The amount of armature reaction drop depends on the load current, the strength of the main magnetic field, and the amount of armature winding flux. The higher the load current and armature winding flux, and the weaker the main magnetic field, the greater the armature reaction drop will be.
How does armature reaction drop affect the performance of a synchronous generator?
The armature reaction drop reduces the output voltage of the generator, which can lead to a decrease in power output and efficiency. It can also cause voltage fluctuations and distortion, which can affect the stability and quality of the generated power.
How can armature reaction drop be reduced or eliminated?

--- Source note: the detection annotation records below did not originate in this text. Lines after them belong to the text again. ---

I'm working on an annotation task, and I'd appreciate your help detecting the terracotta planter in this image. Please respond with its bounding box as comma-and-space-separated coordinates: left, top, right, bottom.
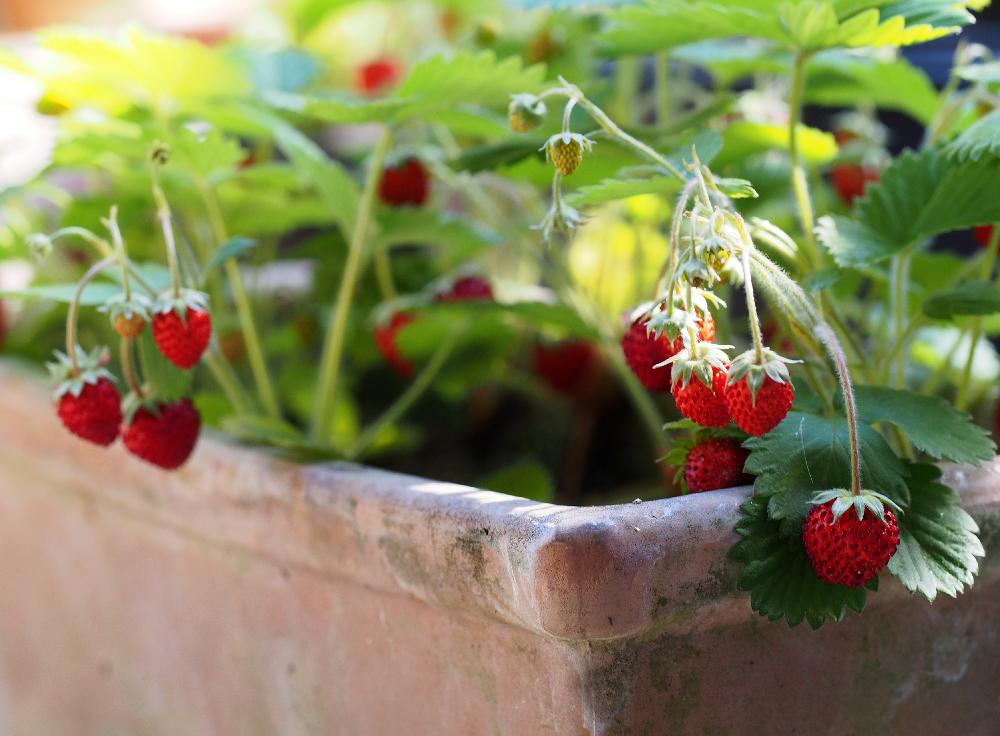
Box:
0, 370, 1000, 736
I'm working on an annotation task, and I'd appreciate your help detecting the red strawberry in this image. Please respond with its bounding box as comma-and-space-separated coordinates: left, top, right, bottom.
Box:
725, 376, 795, 436
684, 439, 751, 492
378, 158, 430, 207
830, 164, 878, 204
122, 399, 201, 470
57, 378, 122, 447
152, 307, 212, 370
375, 312, 414, 378
972, 225, 993, 248
671, 366, 729, 427
802, 499, 899, 588
434, 276, 493, 302
622, 314, 715, 391
354, 57, 402, 95
534, 340, 600, 396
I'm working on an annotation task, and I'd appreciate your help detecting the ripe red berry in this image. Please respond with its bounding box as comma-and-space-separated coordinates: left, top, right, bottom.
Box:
57, 378, 122, 447
354, 57, 402, 95
534, 340, 600, 396
622, 314, 715, 391
375, 312, 414, 378
802, 500, 899, 588
434, 276, 493, 302
152, 307, 212, 370
684, 439, 751, 492
972, 225, 993, 248
671, 367, 729, 427
378, 158, 430, 207
830, 164, 878, 204
122, 399, 201, 470
725, 376, 795, 436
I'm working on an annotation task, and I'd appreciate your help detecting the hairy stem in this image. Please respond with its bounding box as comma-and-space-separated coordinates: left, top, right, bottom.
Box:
311, 126, 392, 443
199, 181, 281, 419
814, 322, 861, 496
66, 255, 118, 376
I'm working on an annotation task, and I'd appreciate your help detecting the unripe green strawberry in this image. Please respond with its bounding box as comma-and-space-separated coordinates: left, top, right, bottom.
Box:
545, 133, 594, 176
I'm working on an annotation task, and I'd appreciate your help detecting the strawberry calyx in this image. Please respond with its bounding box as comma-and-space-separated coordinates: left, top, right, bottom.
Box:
153, 289, 208, 320
46, 345, 116, 401
654, 342, 733, 388
809, 488, 903, 526
726, 348, 802, 404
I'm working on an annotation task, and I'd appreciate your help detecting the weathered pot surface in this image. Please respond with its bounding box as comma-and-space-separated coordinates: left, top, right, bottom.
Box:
0, 369, 1000, 736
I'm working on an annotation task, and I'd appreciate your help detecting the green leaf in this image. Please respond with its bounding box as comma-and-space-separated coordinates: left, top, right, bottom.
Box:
137, 329, 194, 402
954, 61, 1000, 84
169, 128, 246, 179
945, 110, 1000, 161
476, 460, 556, 503
0, 281, 122, 307
394, 51, 545, 119
889, 464, 985, 601
268, 116, 360, 232
603, 0, 973, 56
373, 207, 500, 262
816, 149, 1000, 267
262, 90, 414, 125
804, 51, 938, 124
855, 386, 996, 462
719, 120, 837, 165
202, 236, 257, 279
729, 496, 867, 629
743, 411, 909, 535
924, 281, 1000, 320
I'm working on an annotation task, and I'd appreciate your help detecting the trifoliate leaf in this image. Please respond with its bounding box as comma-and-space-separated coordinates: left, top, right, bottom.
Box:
855, 386, 996, 465
816, 149, 1000, 267
803, 51, 939, 124
729, 496, 867, 629
923, 281, 1000, 320
395, 51, 545, 118
945, 110, 1000, 161
603, 0, 973, 56
743, 411, 909, 535
889, 463, 985, 600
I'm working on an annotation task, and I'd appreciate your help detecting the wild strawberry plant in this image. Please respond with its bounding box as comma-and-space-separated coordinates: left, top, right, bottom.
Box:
3, 0, 1000, 626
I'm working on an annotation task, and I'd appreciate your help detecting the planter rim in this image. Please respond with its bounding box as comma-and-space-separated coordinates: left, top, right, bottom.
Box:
0, 363, 1000, 640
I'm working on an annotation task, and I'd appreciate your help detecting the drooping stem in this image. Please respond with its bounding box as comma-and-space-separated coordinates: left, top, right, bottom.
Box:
311, 126, 392, 443
199, 181, 281, 419
736, 215, 764, 365
955, 223, 1000, 411
107, 205, 132, 301
814, 322, 861, 496
889, 252, 910, 389
348, 325, 465, 458
66, 256, 117, 376
788, 51, 818, 263
559, 77, 687, 182
118, 337, 145, 399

The most common method for reducing armature reaction drop is by using compensating windings in the generator. These windings produce a magnetic field that counteracts the effects of the armature reaction, resulting in a more stable output voltage. Another way to reduce armature reaction drop is by using interpoles, which are small auxiliary windings that produce a magnetic field that compensates for the armature reaction.
Is armature reaction drop always a disadvantage in synchronous generators?
No, in some cases, armature reaction drop can be beneficial. For example, in motors with a large starting current, the armature reaction drop can help limit the starting current and prevent damage to the motor. Additionally, in certain applications, such as wind power generation, armature reaction drop can be used to control the output voltage and frequency of the generator.